Weathering the Storm: Outdoor Safety Tips for Lightning Storm Season

Under normal weather conditions tents provide an excellent haven for outdoor events.  But let’s remember, tents of any kind are temporary structures made of fabric and are not intended to be occupied during extreme weather conditions.  As we see the Summer season come to a close, and temperatures continue to fluctuate back and forth from one extreme to the other, there’s one thing a every party planner can count on.  Lightning Storms.

Certainly, as Tent Specialists, we know what that means in terms of safety precautions but most people don’t and look to us for advice.  Sadly, that advice doesn’t make many party hosts happy.  But forget about your embarrassment; safety for your guests is the only concern that matters.

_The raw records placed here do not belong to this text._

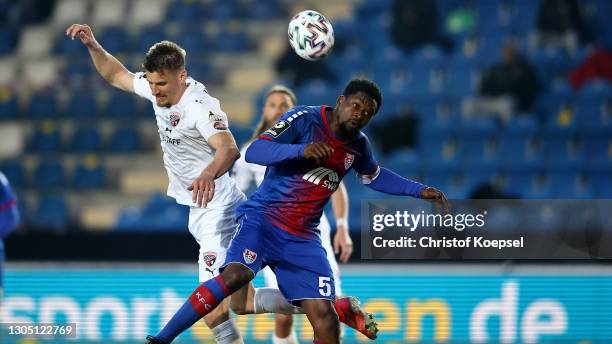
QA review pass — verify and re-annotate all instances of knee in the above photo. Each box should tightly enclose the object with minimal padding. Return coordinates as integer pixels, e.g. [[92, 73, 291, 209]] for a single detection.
[[230, 300, 251, 315], [274, 314, 293, 328], [221, 264, 253, 293]]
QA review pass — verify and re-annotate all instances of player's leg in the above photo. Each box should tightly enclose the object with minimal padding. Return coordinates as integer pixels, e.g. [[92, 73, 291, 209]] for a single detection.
[[189, 208, 243, 344], [301, 299, 340, 344], [262, 267, 298, 344], [148, 215, 262, 343]]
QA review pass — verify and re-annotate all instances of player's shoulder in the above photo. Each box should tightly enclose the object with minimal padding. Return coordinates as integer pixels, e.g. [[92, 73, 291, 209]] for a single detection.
[[280, 105, 321, 123]]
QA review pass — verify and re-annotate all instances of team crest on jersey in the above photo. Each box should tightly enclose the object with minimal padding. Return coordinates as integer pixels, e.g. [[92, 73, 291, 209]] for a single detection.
[[213, 122, 227, 130], [266, 120, 291, 137], [170, 111, 181, 127], [202, 252, 217, 268], [344, 153, 355, 170], [242, 248, 257, 264], [208, 111, 223, 122]]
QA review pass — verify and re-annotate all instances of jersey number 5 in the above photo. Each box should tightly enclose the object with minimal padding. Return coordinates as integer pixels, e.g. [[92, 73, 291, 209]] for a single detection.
[[319, 276, 331, 297]]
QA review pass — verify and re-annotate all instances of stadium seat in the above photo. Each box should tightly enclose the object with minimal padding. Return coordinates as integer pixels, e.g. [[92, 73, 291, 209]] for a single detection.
[[33, 161, 65, 191], [28, 121, 62, 153], [103, 91, 140, 120], [32, 196, 69, 231], [0, 88, 20, 120], [72, 155, 106, 190], [109, 127, 141, 153], [69, 126, 102, 153], [133, 25, 168, 54], [0, 160, 28, 188], [25, 93, 59, 119], [0, 27, 19, 56], [96, 26, 131, 54], [213, 30, 250, 53], [166, 0, 206, 23], [63, 92, 98, 120]]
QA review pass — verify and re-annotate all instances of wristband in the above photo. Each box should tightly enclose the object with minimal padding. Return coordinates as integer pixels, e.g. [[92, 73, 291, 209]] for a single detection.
[[336, 219, 348, 228]]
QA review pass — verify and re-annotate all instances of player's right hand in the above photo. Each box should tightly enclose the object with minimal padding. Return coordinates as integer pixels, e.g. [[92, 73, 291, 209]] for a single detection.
[[66, 24, 97, 47], [304, 142, 334, 164], [187, 171, 215, 208]]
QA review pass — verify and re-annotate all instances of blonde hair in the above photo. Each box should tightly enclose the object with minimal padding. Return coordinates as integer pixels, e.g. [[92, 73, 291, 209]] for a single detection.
[[251, 85, 297, 141]]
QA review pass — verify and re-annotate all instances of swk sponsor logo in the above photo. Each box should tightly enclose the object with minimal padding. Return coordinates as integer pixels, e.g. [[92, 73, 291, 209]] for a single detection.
[[302, 167, 340, 191]]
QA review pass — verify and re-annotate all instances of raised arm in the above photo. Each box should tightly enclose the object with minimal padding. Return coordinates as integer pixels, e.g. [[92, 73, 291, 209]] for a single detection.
[[331, 182, 353, 263], [66, 24, 134, 93]]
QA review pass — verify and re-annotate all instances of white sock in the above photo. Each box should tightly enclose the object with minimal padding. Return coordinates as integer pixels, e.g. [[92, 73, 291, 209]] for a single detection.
[[272, 330, 300, 344], [210, 319, 244, 344], [253, 288, 304, 314]]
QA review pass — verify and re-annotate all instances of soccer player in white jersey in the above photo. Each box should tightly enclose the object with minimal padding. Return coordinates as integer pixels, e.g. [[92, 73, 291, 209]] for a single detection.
[[233, 85, 353, 344], [66, 24, 246, 344]]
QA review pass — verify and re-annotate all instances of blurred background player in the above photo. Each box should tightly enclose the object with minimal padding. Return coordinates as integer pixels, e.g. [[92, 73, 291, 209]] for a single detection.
[[233, 85, 353, 344], [0, 172, 20, 305], [147, 79, 448, 344], [66, 24, 245, 343]]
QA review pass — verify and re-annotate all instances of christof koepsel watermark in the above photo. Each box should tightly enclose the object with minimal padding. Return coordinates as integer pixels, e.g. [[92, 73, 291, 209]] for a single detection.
[[372, 236, 525, 250]]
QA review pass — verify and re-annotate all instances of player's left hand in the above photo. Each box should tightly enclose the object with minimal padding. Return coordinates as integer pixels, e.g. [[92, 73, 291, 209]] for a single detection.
[[187, 171, 215, 208], [334, 226, 353, 263], [421, 187, 450, 214]]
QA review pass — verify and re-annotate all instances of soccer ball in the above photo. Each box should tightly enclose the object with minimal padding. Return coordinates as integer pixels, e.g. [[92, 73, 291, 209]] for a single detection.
[[287, 10, 334, 61]]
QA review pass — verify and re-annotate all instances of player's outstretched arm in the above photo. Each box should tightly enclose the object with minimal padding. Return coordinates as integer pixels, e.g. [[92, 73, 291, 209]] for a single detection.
[[188, 132, 240, 208], [245, 138, 334, 166], [331, 182, 353, 263], [66, 24, 134, 93], [361, 167, 450, 213]]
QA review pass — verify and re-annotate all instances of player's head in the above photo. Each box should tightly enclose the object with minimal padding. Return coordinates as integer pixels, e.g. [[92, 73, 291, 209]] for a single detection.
[[254, 85, 297, 138], [142, 41, 187, 107], [334, 78, 382, 135]]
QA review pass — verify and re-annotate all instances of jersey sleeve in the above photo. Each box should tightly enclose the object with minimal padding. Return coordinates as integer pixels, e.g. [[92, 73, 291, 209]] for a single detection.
[[188, 99, 230, 141], [232, 145, 255, 192], [259, 108, 308, 143], [134, 72, 155, 101], [354, 136, 380, 185]]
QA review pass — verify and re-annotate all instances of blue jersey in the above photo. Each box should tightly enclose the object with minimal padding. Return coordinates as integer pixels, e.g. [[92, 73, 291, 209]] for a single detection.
[[237, 106, 378, 238]]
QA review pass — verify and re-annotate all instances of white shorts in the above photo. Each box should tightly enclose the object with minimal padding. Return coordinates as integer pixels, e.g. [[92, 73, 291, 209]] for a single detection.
[[189, 196, 242, 283], [262, 213, 342, 296]]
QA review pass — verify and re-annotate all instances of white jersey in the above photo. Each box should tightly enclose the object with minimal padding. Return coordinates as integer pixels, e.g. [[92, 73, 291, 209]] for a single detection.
[[134, 73, 244, 208]]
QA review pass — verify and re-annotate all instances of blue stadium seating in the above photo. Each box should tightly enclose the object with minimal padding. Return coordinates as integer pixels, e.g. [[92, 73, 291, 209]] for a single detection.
[[0, 160, 29, 188], [69, 126, 102, 153], [72, 157, 106, 190], [96, 27, 131, 54], [103, 91, 141, 121], [108, 127, 141, 153], [32, 195, 69, 231], [25, 92, 59, 119], [64, 92, 98, 120], [33, 161, 66, 191], [0, 90, 21, 120], [28, 122, 62, 153]]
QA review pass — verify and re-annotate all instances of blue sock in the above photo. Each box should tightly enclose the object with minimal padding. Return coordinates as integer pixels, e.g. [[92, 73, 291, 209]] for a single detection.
[[156, 276, 229, 343]]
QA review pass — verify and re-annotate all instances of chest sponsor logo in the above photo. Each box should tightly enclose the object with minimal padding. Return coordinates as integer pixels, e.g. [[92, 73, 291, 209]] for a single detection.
[[202, 252, 217, 268], [208, 111, 223, 122], [302, 167, 340, 191], [242, 248, 257, 264], [344, 153, 355, 170], [213, 122, 227, 130], [169, 111, 181, 127], [266, 120, 291, 137]]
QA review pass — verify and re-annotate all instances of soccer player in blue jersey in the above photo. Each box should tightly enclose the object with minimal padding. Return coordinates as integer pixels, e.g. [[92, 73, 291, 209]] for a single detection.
[[0, 172, 20, 305], [148, 79, 448, 344]]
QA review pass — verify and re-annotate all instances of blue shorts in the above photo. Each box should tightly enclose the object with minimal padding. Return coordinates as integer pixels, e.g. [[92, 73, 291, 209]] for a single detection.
[[223, 212, 336, 304]]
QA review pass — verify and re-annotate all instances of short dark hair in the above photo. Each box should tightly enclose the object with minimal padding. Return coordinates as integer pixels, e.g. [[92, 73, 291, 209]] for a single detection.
[[142, 41, 186, 72], [342, 78, 382, 114]]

When you have a lightning storm in the vicinity, the best course of action is to evacuate the tent completely, with the safest place being an enclosed building.  To do otherwise would jeopardize the safety of you and all your guests. There really is no viable alternative.  Even if there is only a small chance that someone could be injured, it’s not a chance that any of us should take.

“A safe building is one that is fully enclosed with a roof, walls and floor, and has plumbing or wiring. Examples include a home, school, church, hotel, office building or shopping center.  Once inside, stay away from showers, sinks, bath tubs, and electronic equipment such as TVs, radios, corded telephones and computers. Unsafe buildings include car ports, open garages, covered patios, picnic shelters, beach pavilions, golf shelters, tents of any kinds, baseball dugouts, sheds and greenhouses.” The National Weather Service


We highly recommend advance planning with all of the professionals involved in the event to develop and coordinate a thorough emergency plan.  Trying to adjust and solve the problem while it’s happening is NOT a good idea and will only cause chaos under the stressful circumstances.

Here are our tips and suggestions to consider when making those emergency plans:

  • How the decision will be made and by whom? {who has authorization?}
  • Where will the guests go for emergency shelter? {is there a building near by?}
  • Is the emergency shelter prepared for invasion? {beverage service, bathrooms stocked, seating, etc}
  • Who will calmly announce the situation and steer the ship to safe waters? {that includes all service staff, no one  is left in tents}
  • Who will make the decision to return to the tents when/if the storm has passed?

For additional information on thunder and lightning storms turn to the experts at the National Weather Service.  They SEEM to know what they’re talking about. {most of the time, but certainly on safety issues.}

But seriously folks, it’s as easy as the childhood mantra:  When Thunder Roars, Go Indoors!